Magnetically-induced buckling of a whirling conducting rod with applications to electrodynamic space tethers

TL;DR

This paper investigates how magnetic fields influence the stability and buckling behavior of conducting elastic rods, with implications for space tethers and nanoscale wires, revealing complex bifurcation phenomena and secondary instabilities.

Contribution

It provides a detailed analysis of magnetic buckling and instability in conducting rods using Kirchhoff equations, including post-buckling configurations and secondary instabilities, extending understanding of electrodynamic tether stability.

Findings

Magnetic buckling exhibits a degenerate bifurcation structure.

Transverse anisotropy and angular velocity unfold the bifurcation.

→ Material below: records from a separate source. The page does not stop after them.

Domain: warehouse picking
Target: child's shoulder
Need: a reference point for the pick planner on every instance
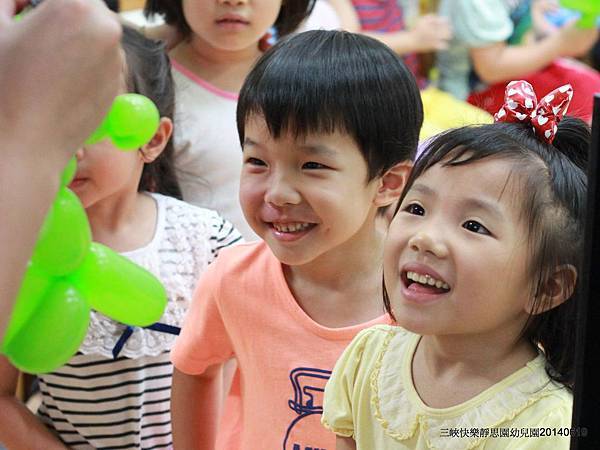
(252, 257)
(191, 219)
(378, 338)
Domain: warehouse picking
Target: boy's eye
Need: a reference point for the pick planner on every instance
(416, 209)
(475, 227)
(255, 162)
(313, 165)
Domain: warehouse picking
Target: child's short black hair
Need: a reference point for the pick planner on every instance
(149, 73)
(325, 81)
(553, 206)
(291, 14)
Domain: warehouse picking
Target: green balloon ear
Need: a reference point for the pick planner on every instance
(118, 288)
(31, 294)
(131, 122)
(65, 236)
(51, 336)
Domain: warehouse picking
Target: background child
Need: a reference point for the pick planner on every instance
(98, 400)
(220, 43)
(328, 121)
(387, 20)
(487, 51)
(480, 265)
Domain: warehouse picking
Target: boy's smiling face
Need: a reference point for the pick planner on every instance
(305, 196)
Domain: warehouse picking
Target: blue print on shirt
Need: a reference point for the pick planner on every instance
(307, 403)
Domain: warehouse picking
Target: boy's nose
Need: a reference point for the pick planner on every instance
(426, 243)
(79, 154)
(280, 193)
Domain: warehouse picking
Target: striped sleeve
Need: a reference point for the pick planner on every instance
(223, 234)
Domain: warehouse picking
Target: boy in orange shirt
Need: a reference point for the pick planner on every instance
(328, 122)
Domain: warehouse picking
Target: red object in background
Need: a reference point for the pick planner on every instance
(585, 82)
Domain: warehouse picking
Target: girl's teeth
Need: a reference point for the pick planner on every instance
(290, 228)
(427, 280)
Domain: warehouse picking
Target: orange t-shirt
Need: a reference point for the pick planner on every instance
(243, 307)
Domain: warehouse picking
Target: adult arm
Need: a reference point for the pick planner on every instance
(50, 105)
(196, 408)
(19, 428)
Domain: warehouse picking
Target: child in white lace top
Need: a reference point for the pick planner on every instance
(480, 271)
(115, 392)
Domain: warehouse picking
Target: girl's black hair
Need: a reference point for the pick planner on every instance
(149, 74)
(291, 14)
(553, 190)
(325, 81)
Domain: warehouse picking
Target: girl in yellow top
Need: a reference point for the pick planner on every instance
(480, 270)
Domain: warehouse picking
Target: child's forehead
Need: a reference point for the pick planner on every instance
(501, 180)
(258, 132)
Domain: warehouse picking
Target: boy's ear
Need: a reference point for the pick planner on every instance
(391, 183)
(557, 289)
(154, 148)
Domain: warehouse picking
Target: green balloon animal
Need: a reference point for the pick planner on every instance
(68, 274)
(589, 10)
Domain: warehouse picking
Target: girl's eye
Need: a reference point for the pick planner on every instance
(475, 227)
(255, 162)
(313, 165)
(416, 209)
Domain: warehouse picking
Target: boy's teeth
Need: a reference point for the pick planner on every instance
(290, 227)
(427, 280)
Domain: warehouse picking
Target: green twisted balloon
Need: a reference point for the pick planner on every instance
(68, 273)
(589, 9)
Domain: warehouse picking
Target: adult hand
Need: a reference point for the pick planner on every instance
(60, 69)
(575, 41)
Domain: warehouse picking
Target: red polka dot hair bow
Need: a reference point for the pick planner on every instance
(521, 105)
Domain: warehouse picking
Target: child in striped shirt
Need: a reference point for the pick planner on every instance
(115, 392)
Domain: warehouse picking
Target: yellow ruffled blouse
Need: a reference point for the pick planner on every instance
(371, 398)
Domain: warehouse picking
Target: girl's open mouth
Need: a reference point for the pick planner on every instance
(424, 283)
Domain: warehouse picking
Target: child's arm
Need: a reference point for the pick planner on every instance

Various secondary instabilities are identified through linear stability analysis.

Abstract

We study the effect of a magnetic field on the behaviour of a slender conducting elastic structure, motivated by stability problems of electrodynamic space tethers. Both statical (buckling) and dynamical (whirling) instability are considered and we also compute post-buckling configurations. The equations used are the geometrically exact Kirchhoff equations. Magnetic buckling of a welded rod is found to be described by a surprisingly degenerate bifurcation, which is unfolded when both transverse anisotropy of the rod and angular velocity are considered. By solving the linearised equations about the (quasi-) stationary solutions we find various secondary instabilities. Our results are relevant for current designs of electrodynamic space tethers and potentially for future applications in nano- and molecular wires.